India is positioned to supervise the development of the software required to monitor and control the SKA telescopes, building on NCRA’s leading role in the international Telescope Manager consortium during the critical design phase. This software will issue all the commands necessary to execute astronomical observations – akin to the human body’s neural system.

There are also plans to build an SKA Regional Centre – part of a global network – to facilitate the processing, storage and delivery of SKAO data products to the astronomy community. All this will be executed with significant contributions from and benefits to the country’s software industry.

India’s radio astronomy community, led by Prof. Govind Swarup, put forward one of the first concepts for a large radio observatory of the class of the SKAO in the 1990s. Today, a consortium of more than 20 academic and research institutes contributes to India’s participation, led by NCRA and its Director Prof.
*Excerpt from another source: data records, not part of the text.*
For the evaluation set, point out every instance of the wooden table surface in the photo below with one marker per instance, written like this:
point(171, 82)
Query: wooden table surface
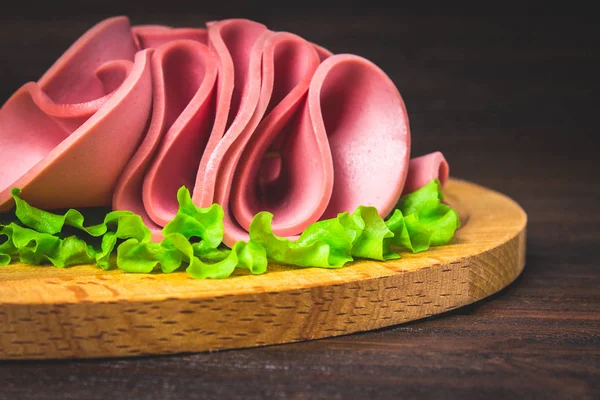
point(511, 103)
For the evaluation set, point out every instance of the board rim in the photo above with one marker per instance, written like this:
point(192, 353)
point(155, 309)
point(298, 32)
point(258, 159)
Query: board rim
point(382, 281)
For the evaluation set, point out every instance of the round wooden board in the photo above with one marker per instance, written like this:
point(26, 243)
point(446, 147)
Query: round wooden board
point(84, 312)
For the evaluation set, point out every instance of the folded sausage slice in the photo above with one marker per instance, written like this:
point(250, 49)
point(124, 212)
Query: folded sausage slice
point(66, 139)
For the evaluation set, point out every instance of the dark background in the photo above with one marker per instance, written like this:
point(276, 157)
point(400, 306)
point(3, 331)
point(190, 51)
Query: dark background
point(509, 96)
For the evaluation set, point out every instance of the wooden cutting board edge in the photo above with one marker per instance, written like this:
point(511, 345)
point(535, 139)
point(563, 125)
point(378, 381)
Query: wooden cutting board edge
point(83, 312)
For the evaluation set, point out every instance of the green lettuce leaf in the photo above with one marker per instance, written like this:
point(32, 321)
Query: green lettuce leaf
point(193, 238)
point(420, 221)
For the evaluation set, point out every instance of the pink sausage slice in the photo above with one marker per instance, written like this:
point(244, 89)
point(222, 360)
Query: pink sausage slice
point(360, 109)
point(66, 140)
point(184, 75)
point(301, 176)
point(421, 170)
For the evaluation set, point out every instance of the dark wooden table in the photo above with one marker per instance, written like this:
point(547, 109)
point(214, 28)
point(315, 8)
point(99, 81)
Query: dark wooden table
point(512, 104)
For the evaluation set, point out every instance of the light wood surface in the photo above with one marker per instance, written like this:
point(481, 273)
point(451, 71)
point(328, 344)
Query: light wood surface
point(84, 312)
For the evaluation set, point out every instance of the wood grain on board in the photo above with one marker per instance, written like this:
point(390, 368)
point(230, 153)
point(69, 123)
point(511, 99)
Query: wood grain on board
point(83, 312)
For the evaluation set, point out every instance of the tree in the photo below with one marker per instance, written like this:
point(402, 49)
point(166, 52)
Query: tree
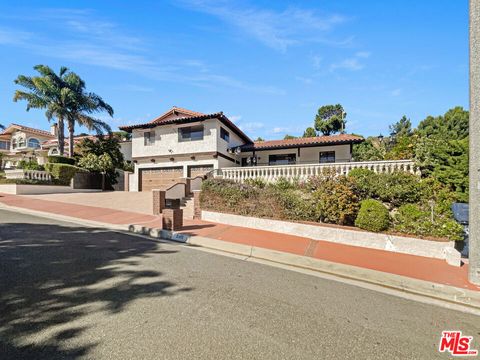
point(47, 91)
point(81, 107)
point(309, 132)
point(402, 128)
point(330, 119)
point(103, 145)
point(369, 150)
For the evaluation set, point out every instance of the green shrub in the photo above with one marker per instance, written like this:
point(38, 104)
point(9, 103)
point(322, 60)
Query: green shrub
point(57, 159)
point(62, 173)
point(398, 188)
point(417, 220)
point(373, 216)
point(336, 200)
point(29, 165)
point(366, 182)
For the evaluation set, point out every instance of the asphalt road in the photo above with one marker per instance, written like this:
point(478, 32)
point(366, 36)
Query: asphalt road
point(68, 291)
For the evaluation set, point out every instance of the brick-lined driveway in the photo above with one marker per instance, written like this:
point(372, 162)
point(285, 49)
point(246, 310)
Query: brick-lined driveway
point(138, 202)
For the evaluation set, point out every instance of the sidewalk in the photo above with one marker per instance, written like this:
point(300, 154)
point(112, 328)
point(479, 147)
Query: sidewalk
point(431, 270)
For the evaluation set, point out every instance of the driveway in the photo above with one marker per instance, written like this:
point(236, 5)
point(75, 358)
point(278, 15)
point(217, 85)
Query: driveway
point(69, 292)
point(139, 202)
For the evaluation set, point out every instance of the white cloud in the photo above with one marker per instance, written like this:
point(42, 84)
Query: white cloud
point(276, 29)
point(363, 54)
point(305, 80)
point(97, 42)
point(396, 92)
point(351, 64)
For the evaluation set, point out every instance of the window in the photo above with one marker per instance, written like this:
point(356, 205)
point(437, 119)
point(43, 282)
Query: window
point(283, 159)
point(33, 143)
point(148, 138)
point(327, 156)
point(191, 133)
point(224, 134)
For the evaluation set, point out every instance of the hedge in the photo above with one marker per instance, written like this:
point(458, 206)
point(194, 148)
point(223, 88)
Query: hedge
point(373, 216)
point(57, 159)
point(63, 173)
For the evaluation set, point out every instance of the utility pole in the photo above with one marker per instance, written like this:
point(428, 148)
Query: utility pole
point(474, 131)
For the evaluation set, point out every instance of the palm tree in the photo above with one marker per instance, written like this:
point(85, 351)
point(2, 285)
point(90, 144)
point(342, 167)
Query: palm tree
point(47, 91)
point(81, 107)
Yashwant Gupta, who’s been championing India’s efforts in the SKA project for over a decade.

Scientists based at Indian institutions are active in 12 of the SKAO’s Science Working Groups, and hold co-chair positions in the Solar, Heliospheric, and Ionospheric Physics, Epoch of Reionisation, and Pulsars groups. National-level SKA workshops have been held almost every year since 2014, and India also hosted 2016’s international SKA Science Meeting.

Officials at the Vigyan Samagan mega science exhibition in India, looking at models of the SKA telescopes
The SKAO featured in the Vigyan Samagam mega-science exhibition, which toured India for 10 months from 2019-2020, attracting more than half a million visitors.